So which kernel user (zswap I presume) is clamouring for this
feature? We don't add new algorithms that have no in-kernel
users. So we need to be sure that the kernel user actually
want this.

Thanks,
--
Email: Herbert Xu <[email protected]>
Home Page: http://gondor.apana.org.au/~herbert/
PGP Key: http://gondor.apana.org.au/~herbert/pubkey.txt

2024-05-01 22:07:38

by Andre Glover

[permalink] [raw]
Subject: Re: [PATCH 0/4] crypto: Add new compression modes for zlib and IAA

Hi Herbert,

On Fri, 2024-04-05 at 15:07 +0800, Herbert Xu wrote:
> On Thu, Mar 28, 2024 at 10:44:41AM -0700, Andre Glover wrote:
> >
> > Below is a table showing the latency improvements with zlib,
> > between
> > zlib dynamic and zlib canned modes, and the compression ratio for
> > each mode while using a set of 4300 4KB pages sampled from SPEC
> > CPU17 workloads:
> > _________________________________________________________
> > > Zlib Level |  Canned Latency Gain  |    Comp Ratio    |
> > > ------------|-----------------------|------------------|
> > >            | compress | decompress | dynamic | canned |
> > > ____________|__________|____________|_________|________|
> > >     1      |    49%   |    29%     |  3.16   |  2.92  |
> > > ------------|----------|------------|---------|--------|
> > >     6        |    27%   |    28%     |  3.35   |  3.09  |
> > > ------------|----------|------------|---------|--------|
> > >     9      |    12%   |    29%     |  3.36   |  3.11  |
> > > ____________|__________|____________|_________|________|
>
> So which kernel user (zswap I presume) is clamouring for this
> feature? We don't add new algorithms that have no in-kernel
> users.  So we need to be sure that the kernel user actually
> want this.
>
> Thanks,

Hi Herbert,
We have recently submitted an RFC to zswap and zram maintainers and
users for by_n compression with Intel IAA [1] feedback. This work is in
support of efforts to swap in/out large and multi-sized folios.

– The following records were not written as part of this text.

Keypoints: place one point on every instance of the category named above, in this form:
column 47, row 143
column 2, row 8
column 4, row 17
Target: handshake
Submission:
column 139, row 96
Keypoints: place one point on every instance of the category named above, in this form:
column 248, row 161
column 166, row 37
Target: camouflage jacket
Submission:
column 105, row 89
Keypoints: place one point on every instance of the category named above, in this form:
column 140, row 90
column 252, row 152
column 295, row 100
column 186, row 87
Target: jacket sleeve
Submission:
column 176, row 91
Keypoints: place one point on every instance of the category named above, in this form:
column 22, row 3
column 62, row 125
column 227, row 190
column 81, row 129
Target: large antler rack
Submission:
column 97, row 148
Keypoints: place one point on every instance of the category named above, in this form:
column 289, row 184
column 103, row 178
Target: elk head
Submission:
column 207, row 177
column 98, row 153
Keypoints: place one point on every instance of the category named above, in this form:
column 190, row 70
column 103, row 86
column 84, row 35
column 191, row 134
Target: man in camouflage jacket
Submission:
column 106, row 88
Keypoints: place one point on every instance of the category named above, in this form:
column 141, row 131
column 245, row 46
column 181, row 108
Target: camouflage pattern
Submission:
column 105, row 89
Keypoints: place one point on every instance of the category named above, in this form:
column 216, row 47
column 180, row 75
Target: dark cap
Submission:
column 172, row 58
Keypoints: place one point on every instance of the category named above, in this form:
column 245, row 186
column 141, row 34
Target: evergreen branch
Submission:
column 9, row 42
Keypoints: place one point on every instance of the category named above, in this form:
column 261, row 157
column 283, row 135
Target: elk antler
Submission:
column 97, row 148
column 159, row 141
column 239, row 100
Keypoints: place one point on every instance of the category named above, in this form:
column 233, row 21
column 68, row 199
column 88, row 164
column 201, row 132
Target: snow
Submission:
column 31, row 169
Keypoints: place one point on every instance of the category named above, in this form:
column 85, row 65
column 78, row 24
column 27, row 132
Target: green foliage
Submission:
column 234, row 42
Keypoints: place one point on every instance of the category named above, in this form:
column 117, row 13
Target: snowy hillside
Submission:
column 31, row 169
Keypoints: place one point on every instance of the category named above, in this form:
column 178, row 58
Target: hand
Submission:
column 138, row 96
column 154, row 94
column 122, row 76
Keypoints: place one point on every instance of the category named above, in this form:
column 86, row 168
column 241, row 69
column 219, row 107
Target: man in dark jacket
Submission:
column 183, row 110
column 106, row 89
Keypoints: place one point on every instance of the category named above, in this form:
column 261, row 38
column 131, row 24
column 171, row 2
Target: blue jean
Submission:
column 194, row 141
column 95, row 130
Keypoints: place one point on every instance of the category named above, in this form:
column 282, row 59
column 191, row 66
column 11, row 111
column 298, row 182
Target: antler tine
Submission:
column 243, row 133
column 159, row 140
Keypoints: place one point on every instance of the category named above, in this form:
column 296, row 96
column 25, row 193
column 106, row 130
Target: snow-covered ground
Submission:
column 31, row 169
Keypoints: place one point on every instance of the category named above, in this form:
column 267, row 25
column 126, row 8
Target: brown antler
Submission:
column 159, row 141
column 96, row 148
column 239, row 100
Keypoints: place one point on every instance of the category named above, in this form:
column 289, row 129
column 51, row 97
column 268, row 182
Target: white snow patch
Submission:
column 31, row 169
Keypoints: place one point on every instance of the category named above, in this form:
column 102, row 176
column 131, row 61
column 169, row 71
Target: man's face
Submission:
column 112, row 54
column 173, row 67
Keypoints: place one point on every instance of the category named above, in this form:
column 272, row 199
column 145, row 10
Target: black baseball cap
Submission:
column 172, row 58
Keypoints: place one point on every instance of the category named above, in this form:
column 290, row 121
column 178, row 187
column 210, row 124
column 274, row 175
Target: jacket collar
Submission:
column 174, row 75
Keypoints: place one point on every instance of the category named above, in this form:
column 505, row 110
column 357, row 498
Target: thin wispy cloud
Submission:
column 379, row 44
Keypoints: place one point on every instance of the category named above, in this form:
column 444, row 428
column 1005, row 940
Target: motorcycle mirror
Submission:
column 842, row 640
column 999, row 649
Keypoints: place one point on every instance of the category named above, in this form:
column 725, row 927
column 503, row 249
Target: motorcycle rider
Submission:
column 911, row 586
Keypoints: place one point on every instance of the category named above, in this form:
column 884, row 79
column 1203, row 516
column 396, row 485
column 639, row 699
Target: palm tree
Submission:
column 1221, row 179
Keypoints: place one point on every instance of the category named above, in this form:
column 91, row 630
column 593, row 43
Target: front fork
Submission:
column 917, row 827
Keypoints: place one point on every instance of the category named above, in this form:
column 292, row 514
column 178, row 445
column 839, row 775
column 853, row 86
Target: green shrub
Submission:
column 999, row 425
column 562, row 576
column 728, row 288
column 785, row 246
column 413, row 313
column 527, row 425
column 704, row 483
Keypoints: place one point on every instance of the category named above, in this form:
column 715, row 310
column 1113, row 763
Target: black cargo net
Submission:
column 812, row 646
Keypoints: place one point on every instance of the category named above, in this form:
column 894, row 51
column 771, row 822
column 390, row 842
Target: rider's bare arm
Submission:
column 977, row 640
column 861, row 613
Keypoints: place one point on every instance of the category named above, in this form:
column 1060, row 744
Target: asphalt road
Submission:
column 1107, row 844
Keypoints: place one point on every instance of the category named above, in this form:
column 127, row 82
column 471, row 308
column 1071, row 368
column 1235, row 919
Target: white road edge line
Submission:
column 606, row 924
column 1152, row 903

With
by_n compression, we have created a scheme that allows parallel IAA
compression and decompression operations on a single folio resulting in
performance gains. Currently the by_n scheme uses the canned mode
compression algorithm to perform the compression and decompression
operations. Using canned mode compression results in reduced
compression latency because the deflate header doesnt need to be
created dynamically, while also producing better ratio than Deflate
Fixed mode. We would appreciate your feedback on this scheme.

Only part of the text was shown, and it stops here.